Makrun ibn Amr, Rasûlullah’a “Ey Kureyş’in kardeşi! Sen bu insanları neye çağırıyorsun?” diye sorduğunda, Rasûlullah (s.a) ona bu âyeti okur. Makrun şöyle der: “Vallahi sen güzel ahlâka ve güzel davranışlara davet ediyorsun. Seni yalanlayan ve senin aleyhinde hareket etmek isteyenler yemin ederim ki, iftira ediyorlar.”
Bu âyet-i kerimenin önemi ve değeri bu şekilde ortaya konulunca insan, Taberi, Kurtubi ve Râzi gibi büyük müfessirlerin tefsirlerine başvurduğu zaman, bu âyetin esrarı ve manalarının oralarda geniş bir şekilde açıklandığını görmek ister. Fakat biz bu tefsirlerin genellikle bu âyeti, kelime kelime tefsir etme yolunu tercih ettiklerini görürüz. Onlar âyetin kelimelerinden birini alırlar ve o kelimeye bir mana verirler. Verdikleri bu mana onun genel anlamının sadece bir parçasıdır. Sonra da bu genel anlamın diğer parçalarını sıralarlar. Halbuki biz, onlardan her bir kelimenin anlamının sınırlarının belirlenmesini sonra da bu mananın şümulüne giren parçalardan veya bölümlerden örnekler vermelerini beklerdik.
Mesela âyet-i kerimede geçen adalet kelimesini ele alalım: Tefsirlere müracat ettiğimiz zaman bu kelimenin anlamının belirlenmesinde aralarında geniş bir ihtilaf varmış gibi görünür. Bu kelimenin tefsiriy-le ilgili pek çok şey naklederler ve herbirinin de hangi şahıs tarafından söylendiğini zikrederler. Mesela tefsirlerdeki bu rivayetlere göre adalet, hakkı gözetmektir, veya Allah’tan başka ilah olmadığına şehadet etmektir veya putlardan uzak durmaktır veya tevhidtir veya davranışlarda ölçülü olmaktır vs…

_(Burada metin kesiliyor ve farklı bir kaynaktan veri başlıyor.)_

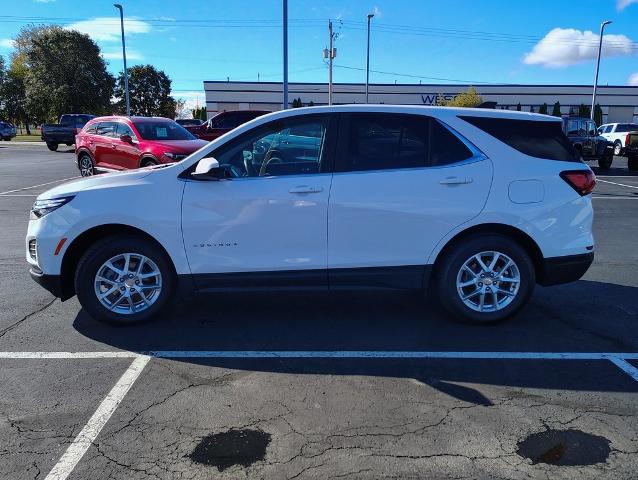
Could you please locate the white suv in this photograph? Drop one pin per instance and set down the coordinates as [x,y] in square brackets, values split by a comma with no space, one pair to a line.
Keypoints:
[616,133]
[478,204]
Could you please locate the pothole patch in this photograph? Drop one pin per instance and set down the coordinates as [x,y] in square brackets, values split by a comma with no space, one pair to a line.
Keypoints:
[565,448]
[234,447]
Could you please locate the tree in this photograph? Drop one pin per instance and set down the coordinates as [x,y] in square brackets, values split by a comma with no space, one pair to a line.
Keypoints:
[64,72]
[598,115]
[149,92]
[199,113]
[471,98]
[556,110]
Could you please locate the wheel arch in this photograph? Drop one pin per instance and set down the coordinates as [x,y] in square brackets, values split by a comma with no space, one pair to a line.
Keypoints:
[516,234]
[83,241]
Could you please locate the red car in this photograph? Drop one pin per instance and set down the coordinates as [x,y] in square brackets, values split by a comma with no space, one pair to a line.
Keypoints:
[223,122]
[121,143]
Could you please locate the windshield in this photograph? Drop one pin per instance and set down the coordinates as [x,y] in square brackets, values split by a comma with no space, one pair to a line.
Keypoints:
[162,130]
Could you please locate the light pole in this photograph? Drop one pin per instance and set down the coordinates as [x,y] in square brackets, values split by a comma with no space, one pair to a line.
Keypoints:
[285,6]
[128,104]
[600,46]
[370,15]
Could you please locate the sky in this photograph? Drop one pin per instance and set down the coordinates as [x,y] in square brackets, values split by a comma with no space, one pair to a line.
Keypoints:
[412,41]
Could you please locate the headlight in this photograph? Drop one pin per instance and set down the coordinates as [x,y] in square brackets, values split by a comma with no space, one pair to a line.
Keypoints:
[44,207]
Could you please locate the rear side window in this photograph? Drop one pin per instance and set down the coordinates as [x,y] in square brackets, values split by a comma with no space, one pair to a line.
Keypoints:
[541,139]
[390,141]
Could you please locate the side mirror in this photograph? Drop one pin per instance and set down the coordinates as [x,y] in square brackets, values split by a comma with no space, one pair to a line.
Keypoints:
[206,168]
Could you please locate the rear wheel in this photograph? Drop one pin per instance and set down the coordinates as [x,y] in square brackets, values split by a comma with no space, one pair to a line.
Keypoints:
[485,279]
[124,279]
[85,164]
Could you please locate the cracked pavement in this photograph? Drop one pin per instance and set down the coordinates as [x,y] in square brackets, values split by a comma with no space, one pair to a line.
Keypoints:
[364,418]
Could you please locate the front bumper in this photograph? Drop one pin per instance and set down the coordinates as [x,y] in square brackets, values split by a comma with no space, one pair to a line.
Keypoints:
[557,270]
[52,283]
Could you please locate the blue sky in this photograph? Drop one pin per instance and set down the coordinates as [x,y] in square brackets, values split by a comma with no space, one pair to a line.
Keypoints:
[432,41]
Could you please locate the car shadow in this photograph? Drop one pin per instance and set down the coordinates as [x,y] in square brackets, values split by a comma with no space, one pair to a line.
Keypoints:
[584,316]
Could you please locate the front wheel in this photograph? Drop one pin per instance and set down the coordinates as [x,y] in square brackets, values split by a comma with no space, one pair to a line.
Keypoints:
[124,279]
[485,279]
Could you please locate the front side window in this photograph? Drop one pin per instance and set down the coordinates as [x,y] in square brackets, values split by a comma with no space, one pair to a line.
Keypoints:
[162,130]
[285,147]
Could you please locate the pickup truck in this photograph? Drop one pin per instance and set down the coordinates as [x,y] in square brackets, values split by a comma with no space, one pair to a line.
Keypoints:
[590,145]
[631,150]
[222,123]
[64,132]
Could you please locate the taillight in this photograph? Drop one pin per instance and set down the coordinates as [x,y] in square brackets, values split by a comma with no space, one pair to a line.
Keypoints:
[583,181]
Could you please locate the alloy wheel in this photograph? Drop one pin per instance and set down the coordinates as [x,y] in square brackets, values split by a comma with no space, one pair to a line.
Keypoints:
[488,281]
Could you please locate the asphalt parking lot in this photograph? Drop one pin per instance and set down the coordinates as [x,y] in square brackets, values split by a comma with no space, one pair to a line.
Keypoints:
[319,386]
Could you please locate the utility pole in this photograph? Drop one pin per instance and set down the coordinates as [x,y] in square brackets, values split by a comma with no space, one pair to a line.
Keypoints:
[600,45]
[330,53]
[285,5]
[370,15]
[128,104]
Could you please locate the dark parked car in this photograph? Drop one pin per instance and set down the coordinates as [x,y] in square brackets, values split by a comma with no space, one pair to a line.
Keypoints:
[122,143]
[64,132]
[583,134]
[223,122]
[7,131]
[631,150]
[189,122]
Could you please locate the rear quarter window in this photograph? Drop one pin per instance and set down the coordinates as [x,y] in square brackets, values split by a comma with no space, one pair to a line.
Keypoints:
[536,138]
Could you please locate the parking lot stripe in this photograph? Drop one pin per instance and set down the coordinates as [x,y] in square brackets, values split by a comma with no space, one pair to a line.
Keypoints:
[40,185]
[625,366]
[616,183]
[89,433]
[70,355]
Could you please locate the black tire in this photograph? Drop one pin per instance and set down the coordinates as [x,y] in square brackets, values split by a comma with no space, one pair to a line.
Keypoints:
[148,162]
[450,265]
[106,249]
[85,158]
[604,162]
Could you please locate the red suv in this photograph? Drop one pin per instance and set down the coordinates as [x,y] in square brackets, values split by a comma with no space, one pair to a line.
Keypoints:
[223,122]
[121,143]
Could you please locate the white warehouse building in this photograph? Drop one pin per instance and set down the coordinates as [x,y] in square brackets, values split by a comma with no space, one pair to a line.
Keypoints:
[618,103]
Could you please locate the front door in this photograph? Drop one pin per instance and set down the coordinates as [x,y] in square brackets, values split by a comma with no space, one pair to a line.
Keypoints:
[265,224]
[401,183]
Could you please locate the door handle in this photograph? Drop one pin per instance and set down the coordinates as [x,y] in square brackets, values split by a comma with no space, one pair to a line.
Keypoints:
[455,181]
[305,189]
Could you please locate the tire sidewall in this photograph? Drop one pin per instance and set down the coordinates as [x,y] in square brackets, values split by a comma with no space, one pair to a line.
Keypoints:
[451,264]
[107,248]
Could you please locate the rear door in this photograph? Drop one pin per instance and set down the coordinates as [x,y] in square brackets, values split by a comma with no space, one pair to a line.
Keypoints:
[401,183]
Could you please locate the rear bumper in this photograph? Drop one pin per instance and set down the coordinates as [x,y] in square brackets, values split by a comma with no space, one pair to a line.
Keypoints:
[52,283]
[557,270]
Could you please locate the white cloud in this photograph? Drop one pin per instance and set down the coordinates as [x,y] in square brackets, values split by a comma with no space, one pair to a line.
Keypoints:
[117,55]
[562,47]
[622,4]
[107,29]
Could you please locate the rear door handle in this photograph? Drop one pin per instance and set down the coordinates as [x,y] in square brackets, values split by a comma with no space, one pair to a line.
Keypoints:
[305,189]
[455,181]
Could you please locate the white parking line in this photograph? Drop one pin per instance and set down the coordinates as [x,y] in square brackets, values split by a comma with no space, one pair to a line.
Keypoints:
[616,183]
[40,185]
[89,433]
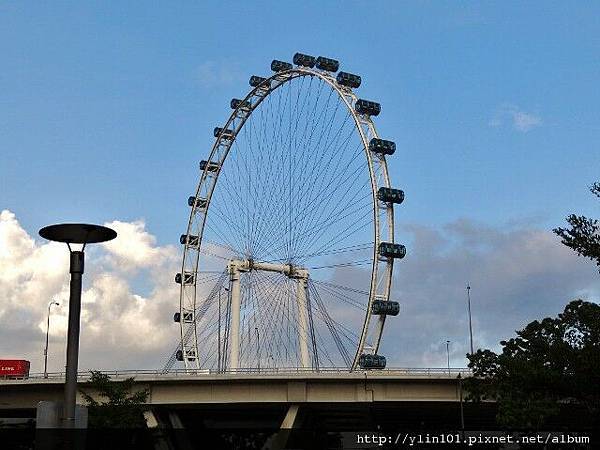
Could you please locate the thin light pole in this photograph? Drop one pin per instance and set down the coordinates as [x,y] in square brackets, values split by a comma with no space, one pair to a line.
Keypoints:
[469,309]
[448,355]
[47,336]
[257,346]
[219,337]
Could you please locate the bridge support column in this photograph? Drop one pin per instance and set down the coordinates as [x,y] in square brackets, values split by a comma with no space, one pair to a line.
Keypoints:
[234,330]
[302,322]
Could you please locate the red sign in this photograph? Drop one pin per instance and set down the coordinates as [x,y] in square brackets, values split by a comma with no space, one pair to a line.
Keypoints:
[14,368]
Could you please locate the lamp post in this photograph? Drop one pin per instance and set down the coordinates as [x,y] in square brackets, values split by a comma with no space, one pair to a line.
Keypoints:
[448,355]
[257,347]
[75,233]
[47,336]
[469,309]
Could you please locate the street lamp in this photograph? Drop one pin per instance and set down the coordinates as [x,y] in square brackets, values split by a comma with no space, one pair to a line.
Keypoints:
[448,355]
[469,309]
[47,334]
[257,347]
[75,233]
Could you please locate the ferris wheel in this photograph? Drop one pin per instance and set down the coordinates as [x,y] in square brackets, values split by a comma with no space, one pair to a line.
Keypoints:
[289,249]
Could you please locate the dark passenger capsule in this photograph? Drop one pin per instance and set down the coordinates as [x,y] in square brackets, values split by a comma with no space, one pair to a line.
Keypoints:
[200,202]
[367,107]
[227,134]
[348,79]
[390,195]
[189,239]
[367,361]
[280,66]
[209,166]
[188,279]
[236,102]
[304,60]
[388,308]
[389,250]
[256,80]
[328,64]
[382,146]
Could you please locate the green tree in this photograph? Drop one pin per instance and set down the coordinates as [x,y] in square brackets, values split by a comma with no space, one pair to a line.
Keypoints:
[584,234]
[119,406]
[549,363]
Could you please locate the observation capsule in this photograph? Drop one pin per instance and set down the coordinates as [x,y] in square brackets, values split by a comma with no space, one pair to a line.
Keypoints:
[348,79]
[328,64]
[368,361]
[390,195]
[209,166]
[226,134]
[280,66]
[301,59]
[367,107]
[389,250]
[237,103]
[198,202]
[256,80]
[382,308]
[187,279]
[189,239]
[382,146]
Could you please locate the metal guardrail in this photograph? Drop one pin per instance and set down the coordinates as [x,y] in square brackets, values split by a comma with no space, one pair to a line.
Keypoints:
[85,375]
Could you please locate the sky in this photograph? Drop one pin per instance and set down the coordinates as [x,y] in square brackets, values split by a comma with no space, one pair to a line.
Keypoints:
[106,108]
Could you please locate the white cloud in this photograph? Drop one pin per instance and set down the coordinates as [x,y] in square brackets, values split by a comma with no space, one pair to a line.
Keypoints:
[521,120]
[218,73]
[119,327]
[517,275]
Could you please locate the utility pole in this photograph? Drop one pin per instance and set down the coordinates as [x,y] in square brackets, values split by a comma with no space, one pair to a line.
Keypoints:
[257,347]
[469,309]
[448,355]
[47,335]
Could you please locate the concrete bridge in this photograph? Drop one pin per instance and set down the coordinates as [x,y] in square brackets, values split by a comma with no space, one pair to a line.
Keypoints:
[290,398]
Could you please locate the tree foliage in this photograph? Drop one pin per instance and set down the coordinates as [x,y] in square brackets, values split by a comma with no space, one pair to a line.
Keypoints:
[119,406]
[549,363]
[584,234]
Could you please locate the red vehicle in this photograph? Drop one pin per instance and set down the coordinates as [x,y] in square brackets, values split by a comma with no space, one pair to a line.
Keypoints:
[14,368]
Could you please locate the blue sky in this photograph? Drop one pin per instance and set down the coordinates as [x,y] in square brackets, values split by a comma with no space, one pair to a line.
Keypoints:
[107,107]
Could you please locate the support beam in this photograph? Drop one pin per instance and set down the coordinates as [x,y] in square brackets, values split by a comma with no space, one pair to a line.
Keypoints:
[302,321]
[234,330]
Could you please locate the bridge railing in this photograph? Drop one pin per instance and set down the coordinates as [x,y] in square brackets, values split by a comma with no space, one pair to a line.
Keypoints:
[85,375]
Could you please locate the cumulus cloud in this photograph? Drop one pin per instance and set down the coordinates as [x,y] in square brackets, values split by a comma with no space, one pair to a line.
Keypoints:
[120,328]
[517,274]
[521,120]
[218,73]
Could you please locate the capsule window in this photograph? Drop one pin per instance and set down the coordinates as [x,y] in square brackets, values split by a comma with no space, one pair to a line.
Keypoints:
[209,166]
[382,146]
[280,66]
[328,64]
[222,132]
[189,239]
[390,195]
[367,361]
[198,202]
[237,103]
[304,60]
[187,279]
[367,107]
[348,79]
[389,250]
[383,308]
[256,80]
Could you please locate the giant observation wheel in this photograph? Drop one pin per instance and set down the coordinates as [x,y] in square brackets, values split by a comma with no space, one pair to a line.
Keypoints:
[289,248]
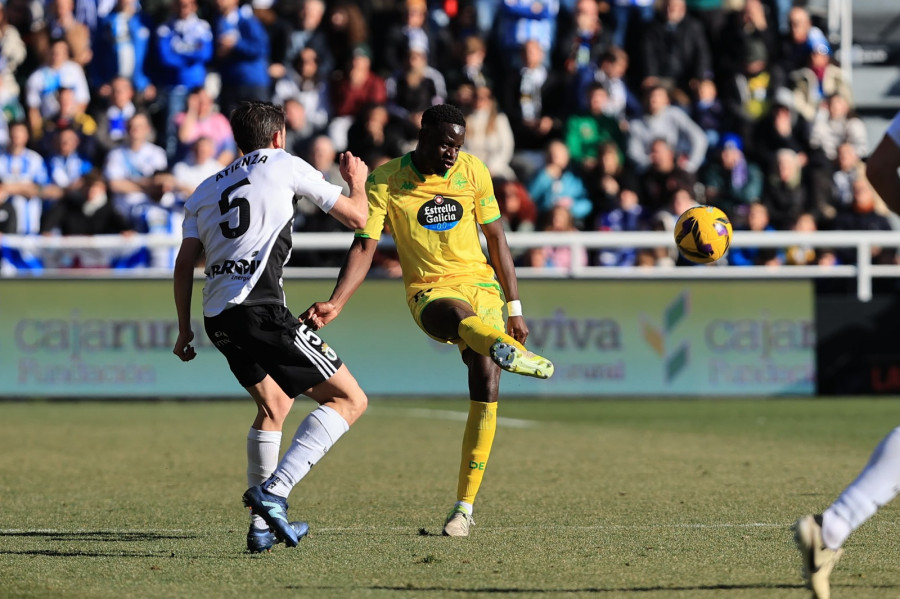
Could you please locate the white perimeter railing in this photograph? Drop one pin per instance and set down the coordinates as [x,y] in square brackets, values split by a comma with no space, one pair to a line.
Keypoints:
[863,241]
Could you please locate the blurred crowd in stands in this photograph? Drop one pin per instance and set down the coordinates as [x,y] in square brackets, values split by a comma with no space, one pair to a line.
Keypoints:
[609,115]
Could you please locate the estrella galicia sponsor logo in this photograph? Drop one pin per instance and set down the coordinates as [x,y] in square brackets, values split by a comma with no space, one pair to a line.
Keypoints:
[440,213]
[675,356]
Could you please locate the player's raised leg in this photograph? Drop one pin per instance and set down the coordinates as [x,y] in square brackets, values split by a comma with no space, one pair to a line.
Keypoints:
[439,318]
[341,403]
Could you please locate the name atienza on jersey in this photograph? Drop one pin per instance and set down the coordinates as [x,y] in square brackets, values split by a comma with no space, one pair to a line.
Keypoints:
[245,253]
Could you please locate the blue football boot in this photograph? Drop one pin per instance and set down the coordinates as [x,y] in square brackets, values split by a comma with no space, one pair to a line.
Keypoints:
[262,540]
[272,509]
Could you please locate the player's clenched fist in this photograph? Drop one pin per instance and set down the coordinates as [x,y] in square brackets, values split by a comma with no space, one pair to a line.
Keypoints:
[319,314]
[353,169]
[183,348]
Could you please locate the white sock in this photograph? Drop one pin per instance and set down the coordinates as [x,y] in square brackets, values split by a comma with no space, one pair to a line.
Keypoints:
[876,485]
[314,437]
[263,448]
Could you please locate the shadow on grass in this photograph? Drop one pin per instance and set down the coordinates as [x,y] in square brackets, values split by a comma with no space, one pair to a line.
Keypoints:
[100,536]
[637,589]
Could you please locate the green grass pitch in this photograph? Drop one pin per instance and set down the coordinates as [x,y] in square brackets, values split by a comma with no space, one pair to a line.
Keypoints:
[612,498]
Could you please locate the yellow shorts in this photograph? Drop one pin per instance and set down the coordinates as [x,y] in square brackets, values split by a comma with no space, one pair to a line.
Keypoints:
[485,298]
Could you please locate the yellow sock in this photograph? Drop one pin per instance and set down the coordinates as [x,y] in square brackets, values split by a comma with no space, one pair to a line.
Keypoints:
[480,428]
[480,336]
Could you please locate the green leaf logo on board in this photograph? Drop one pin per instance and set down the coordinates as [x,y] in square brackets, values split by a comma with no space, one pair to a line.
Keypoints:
[659,337]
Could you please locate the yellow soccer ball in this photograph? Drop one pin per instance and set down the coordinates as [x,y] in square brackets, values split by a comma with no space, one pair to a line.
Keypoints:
[703,234]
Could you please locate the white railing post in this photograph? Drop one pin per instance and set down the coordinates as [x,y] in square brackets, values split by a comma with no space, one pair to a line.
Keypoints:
[864,270]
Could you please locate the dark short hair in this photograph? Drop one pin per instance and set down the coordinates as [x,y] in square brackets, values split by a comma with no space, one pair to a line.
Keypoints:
[443,113]
[254,123]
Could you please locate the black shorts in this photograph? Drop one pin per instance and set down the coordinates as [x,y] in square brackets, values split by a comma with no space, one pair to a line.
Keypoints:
[267,339]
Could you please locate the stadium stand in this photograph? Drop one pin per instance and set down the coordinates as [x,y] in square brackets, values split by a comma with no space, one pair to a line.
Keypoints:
[735,103]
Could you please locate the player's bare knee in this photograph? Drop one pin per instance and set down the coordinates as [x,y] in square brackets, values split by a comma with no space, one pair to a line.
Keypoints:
[355,404]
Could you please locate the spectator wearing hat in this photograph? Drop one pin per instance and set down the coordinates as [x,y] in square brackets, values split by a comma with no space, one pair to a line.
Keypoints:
[708,112]
[184,47]
[839,125]
[757,220]
[416,86]
[814,83]
[587,131]
[582,41]
[610,73]
[732,183]
[85,210]
[130,168]
[473,69]
[675,51]
[62,24]
[121,47]
[781,128]
[867,213]
[201,119]
[752,35]
[305,82]
[43,85]
[848,168]
[242,55]
[785,192]
[12,55]
[521,21]
[413,31]
[70,116]
[664,121]
[662,176]
[627,215]
[801,39]
[24,174]
[489,135]
[310,33]
[558,185]
[352,90]
[534,104]
[112,120]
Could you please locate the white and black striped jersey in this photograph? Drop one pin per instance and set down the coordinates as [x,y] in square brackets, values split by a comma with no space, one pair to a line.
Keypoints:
[244,215]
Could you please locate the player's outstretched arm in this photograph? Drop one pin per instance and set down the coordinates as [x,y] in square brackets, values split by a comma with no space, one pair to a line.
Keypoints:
[353,273]
[501,260]
[183,278]
[881,170]
[353,210]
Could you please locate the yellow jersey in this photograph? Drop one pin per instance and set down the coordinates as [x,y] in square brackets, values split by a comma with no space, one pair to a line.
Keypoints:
[433,219]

Bütün bunları sanki geniş çaplı bir ihtilafmış gibi zikrederler. Halbuki adaletin herhangi bir yöne sapmaksızın doğru yolda dümdüz gitmek olduğunu söyleyebiliriz. Bu doğruluğun ve istikametin kapsamına itikatlar, davranışlar, sözler ve niyetlerin hepsi dahildir. Müfessirlerin zikrettikleri ve zikretmedikleri bütün bölümler bu genel anlamın altında yerlerini alırlar. Böylece adaletin çerçevesini çok genişletebiliriz. İtikatta adalet, hiç bir şeye benzemeyen, her şeyi gören ve her şeyi işiten tek bir tanrıya inanmaktır. Nefse karşı adaletli olmak, onun için gerekli olan şeyleri vermek ve ona layık olmayan şeylere engel olmaktır. Hanımına karşı adaletli olmak, eğer bir tane ise güzel muamelede bulunmak, birden fazla ise aralarında haksızlık yapmamak, yemede, içmede, meskende, barındırmada ve adaletin mümkün olduğu her konuda onlara eşit davranmaktır:
Eğer haksızlık yapmaktan korkarsanız bir tane alın; yahut da sahip olduğunuz cariyeler ile yetinin. Bu, adaletten ayrılmamanız için en uygun olanıdır. (Nisa/3)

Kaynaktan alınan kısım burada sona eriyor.